Our lab is currently funded by several agencies. For past funding, please see below.

ERC Consolidator Grant

Robust, Explainable Deep Networks in Computer Vision

Our research lab is supported in a significant part through an ERC Consolidator Grant.

This ERC-funded project is concerned with the development of more robust and explainable deep learning models. Particular goals include bridging the domain gap in images and increasing user trust, e.g., in the context of autonomous driving.
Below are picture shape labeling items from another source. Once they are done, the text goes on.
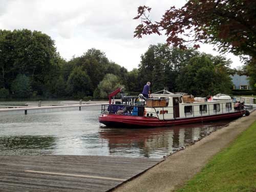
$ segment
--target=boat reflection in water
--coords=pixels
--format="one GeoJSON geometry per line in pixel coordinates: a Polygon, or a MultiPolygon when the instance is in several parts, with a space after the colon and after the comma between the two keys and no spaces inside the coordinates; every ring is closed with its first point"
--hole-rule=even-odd
{"type": "Polygon", "coordinates": [[[162,158],[223,127],[229,122],[136,129],[102,127],[100,136],[108,140],[110,155],[162,158]]]}

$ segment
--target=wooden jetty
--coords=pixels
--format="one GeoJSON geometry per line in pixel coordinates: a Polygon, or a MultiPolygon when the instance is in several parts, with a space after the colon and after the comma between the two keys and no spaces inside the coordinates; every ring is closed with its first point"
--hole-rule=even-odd
{"type": "Polygon", "coordinates": [[[162,160],[90,156],[0,156],[0,191],[107,191],[162,160]]]}

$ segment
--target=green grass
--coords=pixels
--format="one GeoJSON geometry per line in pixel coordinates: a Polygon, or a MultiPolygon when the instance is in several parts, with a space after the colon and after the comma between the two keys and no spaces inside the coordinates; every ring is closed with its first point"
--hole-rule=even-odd
{"type": "Polygon", "coordinates": [[[235,97],[254,97],[256,98],[256,95],[238,95],[234,96],[235,97]]]}
{"type": "Polygon", "coordinates": [[[256,121],[177,191],[256,192],[256,121]]]}

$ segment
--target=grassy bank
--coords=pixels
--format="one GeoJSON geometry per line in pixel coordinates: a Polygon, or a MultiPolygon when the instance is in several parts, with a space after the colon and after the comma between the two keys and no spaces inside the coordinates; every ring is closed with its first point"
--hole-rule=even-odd
{"type": "Polygon", "coordinates": [[[256,121],[177,191],[256,191],[256,121]]]}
Funding duration: 2020 – 2025

Deep learning approaches, mostly in the form of convolutional neural networks (CNNs), have taken the field of computer vision by storm. While the progress in recent years has been astounding, it would be dangerous to believe that important problems in computer vision are close to being solved. Many canonical deep networks for vision tasks ranging from image understanding to 3D reconstruction or motion estimation perform incredibly well “”on dataset“”, i.e.~in the very setting in which they have been trained. The generalization to novel, related scenarios is still lacking, however. Moreover, large amounts of labeled data are required for training, which are not available in all potential application areas. In addition, the majority of deep networks in computer vision show deficiencies in terms of explainability. That is, the role of network components is often opaque and most deep networks in vision do not output reliable quantifications of the uncertainty of the prediction, limiting the comprehension by users. In this project, we aim to significantly advance deep networks in computer vision toward improved robustness and explainability. To that end, we will investigate structured network architectures, probabilistic methods, and hybrid generative/discriminative models, all with the goal of increasing robustness and gaining explainability. This is accompanied by research on how to assess robustness and aspects of explainability via appropriate datasets and metrics. While we aim to develop a toolbox that is as independent of specific tasks as possible, the work program is grounded in concrete vision problems to monitor progress. We specifically consider the challenges of 3D scene analysis from images and video, including tasks such as panoptic segmentation, 3D reconstruction, and motion estimation. We expect the project to have significant impact in applications of computer vision where robustness is key, data is limited, and user trust is paramount.


The Adaptive Mind

Website: The Adaptive Mind

Funding duration: 2021-2025


The Third Wave of Artificial Intelligence

Researchers at Darmstadt University of Technology want to pioneer a new era in the development of artificial intelligence (AI): These AI systems will acquire human-like communication and thinking skills, recognize and classify new situations, and adapt to them autonomously. The novel AI systems will not only be able to learn, but they will also grasp facts and link them to forms of abstract thinking. They will draw logical conclusions and make contextual decisions and learn from them again. This new future perspective is referred to as the “third wave of AI” in reference to the two previous developmental thrusts in artificial intelligence.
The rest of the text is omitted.